Reresik secara harfiah berasal dari kata “resik” yang berarti bersih, mendapat imbuhan "re" menjadi "reresik" yang berarti menjadi kata kerja membersihkan. Membersihkan mengarah pada subjek yang membersihkan. Sedangkan "lak" merupakan seminasi sumber air yang diyakini menjadi sumber utama kehidupan masyarakat Ngiring. Secara filosofis, masyarakat Jawa meyakini air sebagai bagian penting dalam segala ritual upacara, sebagai tolak bala, menghilangkan gangguan, sekaligus lambang kesucian, penyucian, dan sumber ketenangan. Kesimpulannya ‘’reresik lak’’ dalam praktik sosial menyentuh sisi personal sebagai subjek penghayat dan pelaku. Berdasar pemaparan di atas fokus dapat diidentifikasi bahwa fenomena dan dinamika reresik lak yang diproduksi dan direproduksi masyarakat Dusun Ngiring. Membahas reresik lak sebagai bentuk cipta budaya sekaligus ritual agraris akan keberadaan air sumber. Menyuarakan nilai simbolik yang terkandung di dalam reresik lak dalam proses penciptaan, maupun budaya yang menciptakan, sekaligus bagaimana ritual reresik lak tercipta. Pengkajian kemudian dikembangkan dengan merekontruksi bagaimana ritual reresik lak beroperasi dalam sistem budaya, sehingga mampu menjadi bagian dari identitas budaya, mempengaruhi dan membentuk sistem metalitas, hingga mengendalikan tingkah laku personalitas sebagai bagian dari upaya pelestarian budaya dan wujud konservasi air. Budaya dipandang sebagai sistem ideasional sehingga harus ditelusuri dan dipetakan dalam ungkapan-ungkapan pelakunya. Budaya dipandang sebagai sistem yang menghubungkan manusia dengan lingkungan ekologi, dalam cara hidup komunitas, termasuk teknologi dan organisasi ekonomi, serta pengelompokan organisasi sosial, politik, kepercayaan, dan praktek keagamaan. Dalam ritual ini memungkinkan adanya pitutur (nasihat), piwulang (ajaran), dan wewaler (larangan) yang menjadi bagian dari terstrukturnya ritual upacara reresik lak tercipta dan terdomestifikasi, serta beroperasi dalam sistem budaya setempat.[1]

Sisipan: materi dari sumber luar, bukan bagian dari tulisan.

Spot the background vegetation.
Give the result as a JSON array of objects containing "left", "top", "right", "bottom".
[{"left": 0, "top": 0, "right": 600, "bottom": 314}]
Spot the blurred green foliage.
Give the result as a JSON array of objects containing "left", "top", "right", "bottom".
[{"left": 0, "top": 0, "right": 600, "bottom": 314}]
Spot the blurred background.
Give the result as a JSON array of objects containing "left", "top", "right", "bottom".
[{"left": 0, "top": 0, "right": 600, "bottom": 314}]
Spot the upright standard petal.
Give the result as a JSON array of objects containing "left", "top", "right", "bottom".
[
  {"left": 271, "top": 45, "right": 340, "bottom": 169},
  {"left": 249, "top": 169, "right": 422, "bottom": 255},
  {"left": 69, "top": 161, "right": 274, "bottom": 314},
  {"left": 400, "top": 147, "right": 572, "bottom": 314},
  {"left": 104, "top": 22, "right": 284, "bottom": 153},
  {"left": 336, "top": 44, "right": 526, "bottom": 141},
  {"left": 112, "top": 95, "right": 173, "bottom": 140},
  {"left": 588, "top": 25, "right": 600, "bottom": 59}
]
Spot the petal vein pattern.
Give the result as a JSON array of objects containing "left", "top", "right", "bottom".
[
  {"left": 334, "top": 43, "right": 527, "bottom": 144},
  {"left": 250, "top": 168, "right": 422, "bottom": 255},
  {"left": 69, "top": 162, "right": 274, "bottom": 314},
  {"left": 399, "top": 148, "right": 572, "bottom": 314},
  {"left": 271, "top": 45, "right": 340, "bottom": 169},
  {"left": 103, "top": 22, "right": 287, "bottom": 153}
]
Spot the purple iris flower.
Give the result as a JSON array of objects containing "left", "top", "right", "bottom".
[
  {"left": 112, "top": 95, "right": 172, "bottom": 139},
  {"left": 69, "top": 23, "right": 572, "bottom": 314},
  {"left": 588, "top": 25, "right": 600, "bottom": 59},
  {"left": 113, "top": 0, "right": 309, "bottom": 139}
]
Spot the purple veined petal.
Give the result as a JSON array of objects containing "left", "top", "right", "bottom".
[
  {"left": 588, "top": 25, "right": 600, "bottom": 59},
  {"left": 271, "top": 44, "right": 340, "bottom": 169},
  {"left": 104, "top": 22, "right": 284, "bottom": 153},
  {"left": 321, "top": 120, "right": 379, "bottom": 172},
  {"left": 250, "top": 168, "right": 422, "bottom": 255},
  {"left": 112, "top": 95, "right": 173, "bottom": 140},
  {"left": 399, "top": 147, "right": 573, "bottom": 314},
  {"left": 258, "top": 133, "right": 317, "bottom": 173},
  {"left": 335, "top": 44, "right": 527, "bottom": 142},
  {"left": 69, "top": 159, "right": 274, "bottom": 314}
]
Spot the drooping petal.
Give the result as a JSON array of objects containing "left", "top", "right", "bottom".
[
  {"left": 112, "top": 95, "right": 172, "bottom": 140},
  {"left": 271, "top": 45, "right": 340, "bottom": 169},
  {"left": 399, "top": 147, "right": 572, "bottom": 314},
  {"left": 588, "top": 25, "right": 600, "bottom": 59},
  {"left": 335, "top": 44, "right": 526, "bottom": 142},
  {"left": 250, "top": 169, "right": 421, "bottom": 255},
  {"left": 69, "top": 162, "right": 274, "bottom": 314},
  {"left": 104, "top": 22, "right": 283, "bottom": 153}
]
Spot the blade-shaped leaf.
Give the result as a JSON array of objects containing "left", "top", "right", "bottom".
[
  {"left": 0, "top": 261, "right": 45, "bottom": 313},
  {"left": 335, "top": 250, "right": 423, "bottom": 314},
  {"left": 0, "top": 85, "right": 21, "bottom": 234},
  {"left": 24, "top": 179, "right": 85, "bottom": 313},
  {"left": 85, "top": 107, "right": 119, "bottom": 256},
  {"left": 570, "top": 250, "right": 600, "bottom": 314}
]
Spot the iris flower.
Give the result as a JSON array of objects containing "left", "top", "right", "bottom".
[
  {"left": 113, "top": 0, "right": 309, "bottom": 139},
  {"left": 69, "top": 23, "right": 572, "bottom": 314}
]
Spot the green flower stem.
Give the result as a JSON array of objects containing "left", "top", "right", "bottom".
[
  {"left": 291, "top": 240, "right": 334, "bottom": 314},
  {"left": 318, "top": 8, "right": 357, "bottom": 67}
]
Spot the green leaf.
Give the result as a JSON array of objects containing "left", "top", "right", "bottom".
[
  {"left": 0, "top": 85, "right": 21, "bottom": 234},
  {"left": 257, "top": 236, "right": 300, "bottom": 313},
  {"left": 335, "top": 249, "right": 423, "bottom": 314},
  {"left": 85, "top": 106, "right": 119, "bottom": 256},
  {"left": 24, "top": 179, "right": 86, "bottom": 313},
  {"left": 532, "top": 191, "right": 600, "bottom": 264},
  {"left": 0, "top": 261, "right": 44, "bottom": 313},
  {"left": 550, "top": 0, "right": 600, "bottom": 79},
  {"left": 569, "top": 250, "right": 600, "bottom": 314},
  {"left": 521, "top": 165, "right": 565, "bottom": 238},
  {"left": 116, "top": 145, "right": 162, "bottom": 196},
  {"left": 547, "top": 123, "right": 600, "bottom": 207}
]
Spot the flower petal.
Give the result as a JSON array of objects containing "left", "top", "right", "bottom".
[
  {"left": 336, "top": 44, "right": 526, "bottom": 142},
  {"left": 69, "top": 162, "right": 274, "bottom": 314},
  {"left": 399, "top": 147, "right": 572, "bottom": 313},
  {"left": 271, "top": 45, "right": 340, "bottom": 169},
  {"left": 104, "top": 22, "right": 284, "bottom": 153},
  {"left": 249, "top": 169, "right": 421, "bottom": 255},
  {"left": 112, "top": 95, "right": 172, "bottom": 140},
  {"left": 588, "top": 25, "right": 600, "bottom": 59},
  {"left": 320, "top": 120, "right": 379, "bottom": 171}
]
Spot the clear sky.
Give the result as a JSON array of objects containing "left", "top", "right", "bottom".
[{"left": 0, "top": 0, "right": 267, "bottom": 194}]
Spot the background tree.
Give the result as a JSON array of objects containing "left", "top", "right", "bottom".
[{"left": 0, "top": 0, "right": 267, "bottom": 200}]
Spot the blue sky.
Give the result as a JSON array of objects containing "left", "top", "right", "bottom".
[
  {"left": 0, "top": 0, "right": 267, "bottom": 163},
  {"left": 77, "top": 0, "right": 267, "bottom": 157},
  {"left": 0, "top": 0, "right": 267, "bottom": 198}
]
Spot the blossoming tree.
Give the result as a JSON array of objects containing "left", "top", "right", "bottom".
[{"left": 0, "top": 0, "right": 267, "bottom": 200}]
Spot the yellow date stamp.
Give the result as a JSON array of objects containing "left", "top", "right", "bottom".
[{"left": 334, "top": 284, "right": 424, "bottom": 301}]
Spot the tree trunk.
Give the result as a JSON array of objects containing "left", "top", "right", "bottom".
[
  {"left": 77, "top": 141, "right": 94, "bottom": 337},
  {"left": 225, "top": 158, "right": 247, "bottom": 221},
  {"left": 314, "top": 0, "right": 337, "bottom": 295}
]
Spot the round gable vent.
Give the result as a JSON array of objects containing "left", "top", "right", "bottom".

Implikasinya menunjukkan sistem mentalitas masyarakat dengan nilai filosofis religius dan agraris yang dihayati sebagai etika dan kebijaksanaan hidup. Dalam melaksanakan ritual reresik lak menjadi bagian dari identitas kultural dalam interaksi dan pertukaran sosial masyarakat. Budaya reresik lak bukan semata sebagai reproduksi simbolik dan mitos, melainkan sebagai upaya menyentuh sisi kesadaran personal agar menjadi seseorang yang peduli terhadap lingkungan. Mengingat kembali pengetahuan indigeneous yang hampir terlupakan sebagai akumulasi pengalaman kolektif yang patut dikembangkan sebagai upaya memperkaya dan melengkapi inovasi teknologi masa depan yang berkelanjutan untuk konservasi air. Membawa relevansi nilai filosofis, religious humanis yang terkandung dalam budaya ‘’adiluhung reresik lak’’ sebagai kearifan lokal dengan konteks kekinian.[2]

Sumber air[sunting | sunting sumber]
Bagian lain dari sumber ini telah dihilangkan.